Die Hebel für nachhaltiges Wirtschaften sind vor allem die Verantwortung des Managements und das Engagement der Aktionäre. Auch institutionelle Anleger sollten wesentlich mehr Einfluss nehmen

Eine der kniffligsten Fragen in kapitalistischen Wirtschaftsordnungen ist die Unternehmenskontrolle. Das Thema Corporate Governance ist also keineswegs neu. Mit der zunehmenden Trennung zwischen Eigentum (Besitz des Unternehmens) und Kontrolle (Führung des Unternehmens) gehen Probleme im Interessenausgleich zwischen Geldgebern und Managern einher.

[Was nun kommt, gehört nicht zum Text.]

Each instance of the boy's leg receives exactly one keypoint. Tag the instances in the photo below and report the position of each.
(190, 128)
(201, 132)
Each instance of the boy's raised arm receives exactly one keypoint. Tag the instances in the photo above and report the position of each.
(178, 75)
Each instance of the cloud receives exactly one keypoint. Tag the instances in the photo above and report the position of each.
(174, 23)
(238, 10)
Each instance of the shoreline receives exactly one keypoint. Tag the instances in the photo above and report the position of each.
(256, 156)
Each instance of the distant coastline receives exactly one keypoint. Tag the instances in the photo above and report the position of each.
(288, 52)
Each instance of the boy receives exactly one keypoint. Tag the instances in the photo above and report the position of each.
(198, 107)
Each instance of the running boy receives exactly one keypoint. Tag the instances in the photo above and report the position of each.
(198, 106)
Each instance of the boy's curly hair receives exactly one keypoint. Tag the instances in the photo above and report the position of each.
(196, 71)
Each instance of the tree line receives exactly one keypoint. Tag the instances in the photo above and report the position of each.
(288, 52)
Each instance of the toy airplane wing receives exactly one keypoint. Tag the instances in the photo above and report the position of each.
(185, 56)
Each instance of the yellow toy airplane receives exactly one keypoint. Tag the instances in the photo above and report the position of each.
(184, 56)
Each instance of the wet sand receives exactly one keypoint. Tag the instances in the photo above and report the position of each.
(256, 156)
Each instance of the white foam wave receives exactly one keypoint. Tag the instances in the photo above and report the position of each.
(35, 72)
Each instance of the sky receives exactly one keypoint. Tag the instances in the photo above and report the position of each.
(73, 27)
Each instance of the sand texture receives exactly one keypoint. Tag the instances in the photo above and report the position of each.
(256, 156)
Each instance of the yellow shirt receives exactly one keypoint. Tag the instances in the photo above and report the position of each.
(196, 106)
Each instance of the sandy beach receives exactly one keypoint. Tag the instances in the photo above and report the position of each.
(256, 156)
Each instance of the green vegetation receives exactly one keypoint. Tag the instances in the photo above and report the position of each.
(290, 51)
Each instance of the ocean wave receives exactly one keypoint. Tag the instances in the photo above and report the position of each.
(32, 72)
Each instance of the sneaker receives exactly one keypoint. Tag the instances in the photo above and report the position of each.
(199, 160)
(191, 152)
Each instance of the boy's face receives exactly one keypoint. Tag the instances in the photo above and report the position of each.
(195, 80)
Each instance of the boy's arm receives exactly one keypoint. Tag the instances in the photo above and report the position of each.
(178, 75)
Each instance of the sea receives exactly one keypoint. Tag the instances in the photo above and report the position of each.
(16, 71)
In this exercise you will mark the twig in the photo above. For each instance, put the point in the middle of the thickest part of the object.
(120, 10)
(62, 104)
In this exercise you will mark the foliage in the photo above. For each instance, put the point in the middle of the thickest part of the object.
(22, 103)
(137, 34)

Die jüngsten Beispiele – gipfelnd in Enron und Worldcom – haben gezeigt, wie Manager ihre Macht missbraucht und damit das Unternehmen, die Aktionäre und auch die Öffentlichkeit geschädigt haben. Im Allgemeinen konzentriert sich die aktuelle Diskussion über Corporate Governance nur auf die zweckmäßigen Leitungs- und Kontrollstrukturen zwischen Aktionären und Managern im Interesse einer langfristige Steigerung des Unternehmenswertes. Dazu wurden in den letzten Jahren eine Reihe internationaler Verhaltenskodizes entwickelt. Corporate Governance und Engagement der Aktionäre im Sinne einer nachhaltigen Entwicklung reicht jedoch weiter: Berücksichtigt werden auch Mitarbeiter, Lieferanten, Kunden, die Öffentlichkeit und die Umwelt.

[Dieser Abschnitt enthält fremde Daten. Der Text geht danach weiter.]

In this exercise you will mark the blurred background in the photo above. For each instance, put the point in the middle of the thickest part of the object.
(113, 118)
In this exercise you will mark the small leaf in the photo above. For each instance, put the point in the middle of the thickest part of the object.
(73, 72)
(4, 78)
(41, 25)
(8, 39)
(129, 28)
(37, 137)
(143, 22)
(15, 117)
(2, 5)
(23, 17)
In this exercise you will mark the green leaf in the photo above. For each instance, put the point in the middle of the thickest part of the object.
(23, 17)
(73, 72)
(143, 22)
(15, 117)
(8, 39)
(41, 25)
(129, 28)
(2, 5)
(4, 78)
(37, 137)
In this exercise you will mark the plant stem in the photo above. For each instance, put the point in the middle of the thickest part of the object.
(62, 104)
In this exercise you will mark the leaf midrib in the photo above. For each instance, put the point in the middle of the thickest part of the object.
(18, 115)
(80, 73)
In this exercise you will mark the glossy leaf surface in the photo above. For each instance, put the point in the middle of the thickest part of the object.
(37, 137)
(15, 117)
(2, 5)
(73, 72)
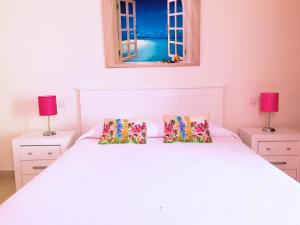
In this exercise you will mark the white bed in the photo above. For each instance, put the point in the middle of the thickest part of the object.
(223, 183)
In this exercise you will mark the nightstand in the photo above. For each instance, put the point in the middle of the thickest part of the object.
(280, 148)
(34, 152)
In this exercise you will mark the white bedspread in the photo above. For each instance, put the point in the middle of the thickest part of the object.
(223, 183)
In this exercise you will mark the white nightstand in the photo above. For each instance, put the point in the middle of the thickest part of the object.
(34, 152)
(281, 148)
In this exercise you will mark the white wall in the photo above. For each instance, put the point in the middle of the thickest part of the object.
(53, 46)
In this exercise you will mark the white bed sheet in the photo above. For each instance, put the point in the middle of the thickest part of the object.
(223, 183)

Das Ziel einer solchen umfassenden „Good Corporate Governance“ ist die langfristige Wertsteigerung der Unternehmung für ihre Aktionäre und allen anderen Gruppen, die vom Verhalten der Unternehmen betroffen sind: den „gesellschaftlichen Aktionären“. Investoren, die eine nachhaltige Verantwortung in den Finanzierungsprozess einbringen, erkennen und anerkennen auch die Rolle anderer Gruppen als Wertschöpfer. Dies kann zwar nicht das Fehlen globaler demokratischer Rahmenbedingungen ersetzen, aber als gesellschaftliches Korrektiv globaler Finanzmärkte wichtige Signale für eine nachhaltige Entwicklung schaffen.

Grundsätzlich bestehen dafür zwei Handlungsansätze. Der erste beschränkt sich auf die Analyse und die Beurteilung der bestehenden Strukturen. Eine wachsende Zahl von Investoren – angeführt von institutionellen Anlegern in den USA, Großbritannien und der Schweiz – analysiert im Rahmen ihres Anlageprozesses die Wirkung eines geplanten Investments sehr sorgfältig: Ist mit den Aktivitäten eines Unternehmens eine Verletzung von Menschenrechten verknüpft? Wird gegen Regeln der Arbeitssicherheit verstoßen? Werden ökologisch unvertretbare Risiken erzeugt? Sind die Handelsbeziehungen fair?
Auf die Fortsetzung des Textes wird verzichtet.